Gradient microporous layer with controllable aperture for high-performance proton-exchange membrane fuel cells

A microporous layer (MPL) with appropriate aperture and hydrophobicity is key for proton-exchange membrane fuel cells (PEMFCs). The MPLs are typically prepared from mixing carbon black and a hydrophobic agent (i.e., polytetrafluoroethylene) physically followed by annealing at elevated temperatures, resulting in pore blockage and carbon black aggregation. To address this issue, we report a facile method to fabricate uniform porous carbons (UPCs) with single aperture and hierarchical porous carbon (HPC) with multiple apertures using a hard silica template followed by chemical grafting with hydrophobic fluoroalkylsilane (FAS-17).

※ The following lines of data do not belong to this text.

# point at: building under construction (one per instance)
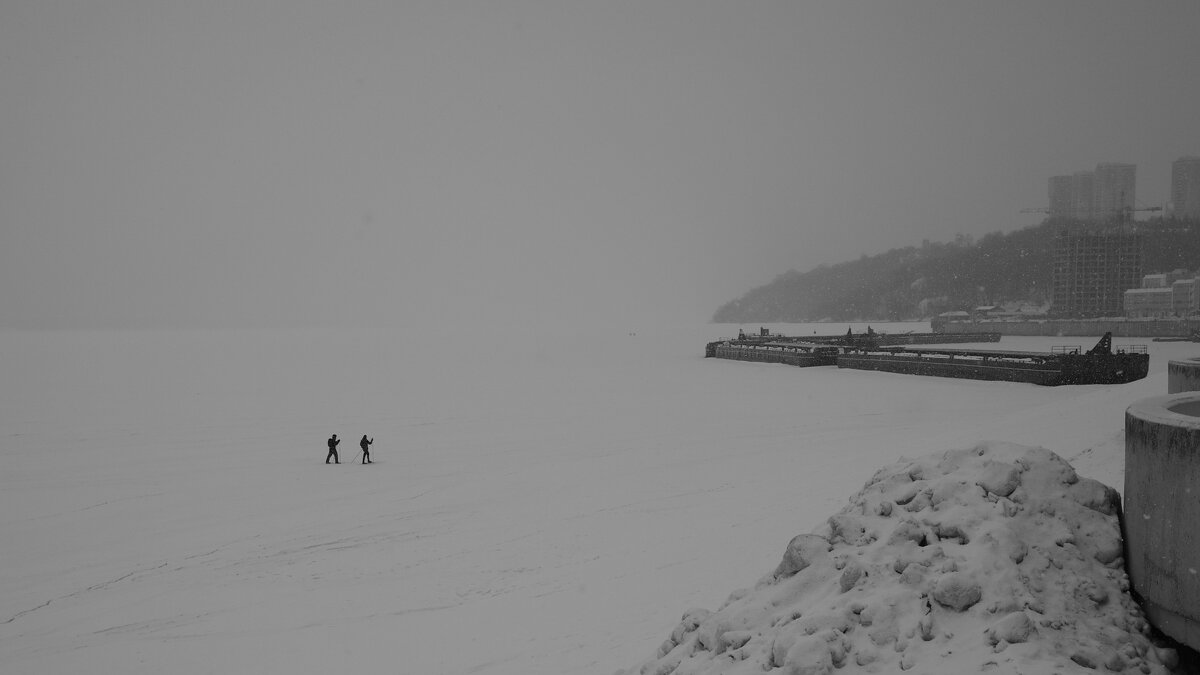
(1093, 267)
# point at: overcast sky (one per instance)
(275, 162)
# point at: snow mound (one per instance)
(995, 559)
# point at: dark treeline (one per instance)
(918, 282)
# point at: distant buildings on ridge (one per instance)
(1163, 296)
(1186, 187)
(1098, 252)
(1109, 192)
(1105, 193)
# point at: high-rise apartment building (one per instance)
(1083, 185)
(1186, 187)
(1115, 190)
(1092, 269)
(1062, 197)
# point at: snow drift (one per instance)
(997, 557)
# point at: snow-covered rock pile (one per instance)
(993, 559)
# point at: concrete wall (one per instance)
(1162, 512)
(1183, 376)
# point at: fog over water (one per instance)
(233, 163)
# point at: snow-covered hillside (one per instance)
(994, 559)
(543, 501)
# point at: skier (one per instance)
(333, 448)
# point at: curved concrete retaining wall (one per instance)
(1162, 511)
(1183, 376)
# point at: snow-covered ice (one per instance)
(544, 501)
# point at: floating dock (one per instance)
(1061, 365)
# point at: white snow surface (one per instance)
(543, 501)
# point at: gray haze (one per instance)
(280, 162)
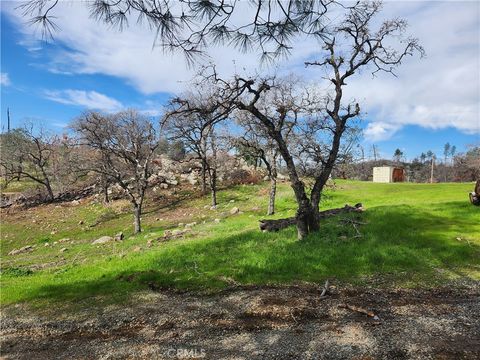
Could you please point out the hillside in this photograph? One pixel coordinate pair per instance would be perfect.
(415, 235)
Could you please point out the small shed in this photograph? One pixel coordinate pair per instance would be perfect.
(388, 174)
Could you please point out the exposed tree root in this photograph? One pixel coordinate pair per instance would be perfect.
(276, 225)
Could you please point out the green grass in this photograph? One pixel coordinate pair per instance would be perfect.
(415, 235)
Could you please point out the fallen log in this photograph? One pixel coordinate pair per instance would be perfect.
(360, 310)
(276, 225)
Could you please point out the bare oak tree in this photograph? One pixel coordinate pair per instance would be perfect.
(124, 145)
(29, 154)
(322, 121)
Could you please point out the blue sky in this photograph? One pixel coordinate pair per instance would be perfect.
(422, 109)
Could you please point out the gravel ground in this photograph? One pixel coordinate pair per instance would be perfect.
(256, 323)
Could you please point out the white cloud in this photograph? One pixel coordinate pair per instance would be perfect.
(87, 99)
(440, 91)
(379, 131)
(4, 79)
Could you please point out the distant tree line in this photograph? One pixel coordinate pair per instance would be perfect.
(453, 167)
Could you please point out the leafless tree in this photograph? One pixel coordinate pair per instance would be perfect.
(255, 145)
(189, 25)
(191, 118)
(321, 121)
(123, 144)
(29, 154)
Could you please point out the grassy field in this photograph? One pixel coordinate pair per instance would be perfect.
(414, 235)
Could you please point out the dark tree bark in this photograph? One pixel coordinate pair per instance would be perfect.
(276, 225)
(137, 213)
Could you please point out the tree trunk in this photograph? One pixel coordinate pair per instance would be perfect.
(271, 201)
(49, 189)
(137, 212)
(213, 169)
(276, 225)
(105, 194)
(204, 176)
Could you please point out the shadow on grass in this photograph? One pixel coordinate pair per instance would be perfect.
(401, 242)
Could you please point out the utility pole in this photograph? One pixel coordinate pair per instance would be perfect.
(431, 170)
(8, 120)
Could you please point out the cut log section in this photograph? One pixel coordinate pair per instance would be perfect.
(276, 225)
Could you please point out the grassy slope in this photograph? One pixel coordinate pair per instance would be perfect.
(410, 238)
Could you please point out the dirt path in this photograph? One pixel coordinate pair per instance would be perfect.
(262, 323)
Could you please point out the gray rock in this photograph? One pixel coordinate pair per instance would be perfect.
(21, 250)
(177, 232)
(102, 240)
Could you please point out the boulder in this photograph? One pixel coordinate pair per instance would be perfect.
(102, 240)
(21, 250)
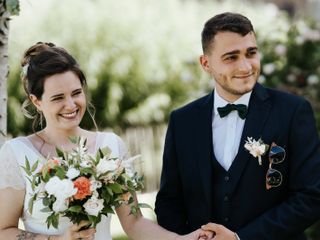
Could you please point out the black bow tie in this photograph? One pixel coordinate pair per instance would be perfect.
(241, 108)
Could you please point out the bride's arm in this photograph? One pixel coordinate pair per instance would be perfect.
(11, 207)
(139, 228)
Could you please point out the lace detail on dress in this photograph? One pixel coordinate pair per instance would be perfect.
(10, 171)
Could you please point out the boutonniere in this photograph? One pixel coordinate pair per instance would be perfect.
(257, 148)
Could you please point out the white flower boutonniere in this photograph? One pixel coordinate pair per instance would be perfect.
(257, 148)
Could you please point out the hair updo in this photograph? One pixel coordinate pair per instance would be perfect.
(43, 60)
(39, 62)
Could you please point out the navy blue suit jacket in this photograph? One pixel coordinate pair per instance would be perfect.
(185, 200)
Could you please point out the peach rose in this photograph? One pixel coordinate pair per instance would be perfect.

An advanced MPL (GMPL) is fabricated by direct layer-by-layer construction of hydrophobic UPC with different apertures, demonstrating improved water drainage and efficient gas transportation, thereby delivering high output power density of 809.64 mW center dot cm-2. The as-fabricated GMPL demonstrates superior performance as compared to the one containing MPL prepared with HPC (HPC-MPL, 781.20 mW center dot cm-2) and the ones employing MPL with a single aperture (714.38-749.89 mW center dot cm-2). The controllable gradient aperture, superhydrophobicity, and open pore/channels contribute to the high performance of PFMFC. This work presents a feasible structural design for MPLs toward high-performance PEMFC.